Local Nonprofit Lands $25 Million for Bronx Building Loans

by Stefania Sigurdsson

A collaboration between the country’s largest home mortgage provider and a local nonprofit housing agency has resulted in an innovative program to provide up to $25 million in loans to Bronx apartment building owners.

Fannie Mae, the mortgage provider, and University Neighborhood Housing Program, the nonprofit, announced June 26 that the project would provide loans of $100,000 to $750,000, coordinated by UNHP, to owners of small buildings to improve and maintain their properties.

“The door is open right now,” said Jim Buckley, UNHP’s executive director, adding that his office has already been flooded with inquiries.

The program is designed for buildings with five to 25 apartments and landlords of for-profit and not-for-profit apartment buildings are eligible to apply for the loans.

“This program will respond to the needs of a segment of the housing market in the Bronx which has been underserved or not served at all,” said Joe Muriana, president of UNHP, and the director of government and urban affairs at Fordham University.

Three types of loans — for rehabilitation, for refinancing and for acquisitions — will be available to building owners, who will have to decide which loan to apply for. After the loan has been approved, Fannie Mae will then purchase the mortgage from the bank. This provides security to the lender, and returns the capital so the lender can make more loans. In turn, the City Pension Plan will buy mortgage-backed securities from Fannie Mae, which gives Fannie Mae the funds to purchase more mortgages from the bank.
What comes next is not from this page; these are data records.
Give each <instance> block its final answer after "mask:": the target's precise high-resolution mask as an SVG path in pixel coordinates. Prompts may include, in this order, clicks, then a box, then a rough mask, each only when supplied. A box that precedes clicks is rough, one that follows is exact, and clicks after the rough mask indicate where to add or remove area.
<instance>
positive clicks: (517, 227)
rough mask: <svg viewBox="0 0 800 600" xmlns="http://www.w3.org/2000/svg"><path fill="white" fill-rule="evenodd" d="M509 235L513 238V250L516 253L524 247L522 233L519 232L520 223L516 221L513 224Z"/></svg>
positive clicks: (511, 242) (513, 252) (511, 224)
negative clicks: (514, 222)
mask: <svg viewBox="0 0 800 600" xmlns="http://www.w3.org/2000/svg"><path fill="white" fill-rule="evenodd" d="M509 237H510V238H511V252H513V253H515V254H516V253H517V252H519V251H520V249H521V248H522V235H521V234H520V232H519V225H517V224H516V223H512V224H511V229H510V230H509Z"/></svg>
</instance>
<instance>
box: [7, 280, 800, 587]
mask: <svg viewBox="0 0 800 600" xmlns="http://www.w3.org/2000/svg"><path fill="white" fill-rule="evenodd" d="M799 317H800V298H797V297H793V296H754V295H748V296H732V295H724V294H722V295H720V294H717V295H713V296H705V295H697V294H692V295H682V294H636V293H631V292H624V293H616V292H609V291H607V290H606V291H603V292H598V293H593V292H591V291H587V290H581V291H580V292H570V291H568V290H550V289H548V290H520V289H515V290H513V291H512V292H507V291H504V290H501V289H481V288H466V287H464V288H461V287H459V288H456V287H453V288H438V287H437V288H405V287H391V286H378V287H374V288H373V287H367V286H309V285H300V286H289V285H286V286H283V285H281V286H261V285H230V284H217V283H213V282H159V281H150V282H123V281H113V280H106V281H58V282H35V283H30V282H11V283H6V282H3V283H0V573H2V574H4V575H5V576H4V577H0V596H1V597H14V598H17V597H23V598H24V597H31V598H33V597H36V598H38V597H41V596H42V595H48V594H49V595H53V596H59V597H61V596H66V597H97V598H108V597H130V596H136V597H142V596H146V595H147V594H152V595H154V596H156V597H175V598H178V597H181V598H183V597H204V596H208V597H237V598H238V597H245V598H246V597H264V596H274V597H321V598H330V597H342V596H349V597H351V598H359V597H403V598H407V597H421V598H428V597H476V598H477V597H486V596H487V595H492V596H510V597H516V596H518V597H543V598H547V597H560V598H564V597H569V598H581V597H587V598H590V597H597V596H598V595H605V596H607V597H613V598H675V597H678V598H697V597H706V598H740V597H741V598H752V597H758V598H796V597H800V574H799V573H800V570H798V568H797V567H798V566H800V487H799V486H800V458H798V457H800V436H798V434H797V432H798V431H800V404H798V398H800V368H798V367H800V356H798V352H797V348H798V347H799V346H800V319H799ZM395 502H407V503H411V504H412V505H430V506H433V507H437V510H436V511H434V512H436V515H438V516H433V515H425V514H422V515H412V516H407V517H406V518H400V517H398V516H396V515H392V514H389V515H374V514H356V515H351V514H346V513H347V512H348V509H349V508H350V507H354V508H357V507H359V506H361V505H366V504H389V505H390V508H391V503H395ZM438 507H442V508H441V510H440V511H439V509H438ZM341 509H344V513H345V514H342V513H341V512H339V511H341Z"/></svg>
Seventy-five percent of each mortgage will be insured by Residential Mortgage Insurance Corporation (RMIC), which limits the risk for the City Pension Plan.

“There’s a limited risk, but not so much that people aren’t willing to get involved,” said Muriana. “It’s not total insurance, so everyone will look carefully at each deal.”

The fixed rate — between 7.5 and 7.75 percent — is slightly better than what a building owner might get going to a bank independently, but the 30-year term is the real benefit. “Usually banks offer 5-7 year renewable mortgages,” Buckley said. “A bank might not renew the mortgage, or the interest rate might be substantially higher when the term is up.” This project helps to address the “lack of available funding for smaller buildings and the uncertainty of the rates,” he continued.

“We’re hoping it will encourage smaller owners to come in for more conventional financing — that this will open the door for smaller building owners to refinance existing debt and get some amount of money to refurbish,” Buckley said, adding that the ultimate goal of the project is to promote “stability in management, better living conditions, and better apartment conditions.”

The project is Fannie Mae’s first foray into small multi-family loans of this type. If successful, the program could be used as a prototype for similar financing to small apartment buildings throughout New York City.

The loan program adds yet another feather to UNHP’s cap of accomplishments. In May, the group, which is based at Concourse House on the Grand Concourse at the corner of East 196th Street, celebrated 15 years of providing and preserving affordable housing in the Bronx.

UNHP’s roots date back to the 1970s, when community groups, particularly the Northwest Bronx Community and Clergy Coalition (NWBCCC), pressured banks to invest in Bronx neighborhood housing. Fordham University and NWBCCC joined forces to form UNHP as a way to “focus bank lending into appropriate projects that would redevelop and preserve both the physical integrity and affordability of the area’s multi-family housing stock,” Muriana said in a statement.

Since 1983, the agency has made 57 loans to multifamily buildings, affecting more than 2,200 apartment units. UNHP has also funded and leveraged more than $15 million in housing loans and has lent $1.5 million of its own funds.

“Our track record was so good in the early years we got banks to start making the loans we were making,” Buckley said. “We’ve been able to encourage financial institutions to meet needs that 10 years ago weren’t being met at all.”

UNHP also runs workshops on housing issues and provides technical assistance to tenants and landlords on a wide range of issues affecting housing, including lead abatement, water and sewer rates, and Section 8 rent subsidies.

The loss of some rent subsidies is a good example of “the external forces that affect housing” that UNHP works to find solutions to and educate the public about, Buckley said. The challenge, he added, is “How do we best clarify these issues in such a way that they are useful to tenants and understandable to policymakers?”

One way the group is trying to stir up greater attention to housing issues is through NOTES, its monthly newsletter, which reports on housing legislation, regulations and other related policy developments. The publication also reflects UNHP’s interest in broader community issues that affect housing, such as changes in welfare rules.

This multi-faceted approach is one of the keys to UNHP’s success, Buckley said. As the organization enters its 16th year, “the ideal would be for us to maintain the ability to be flexible,” Buckley said. “The thing that would mean the most to me is the ability to do what we’ve been able to do.”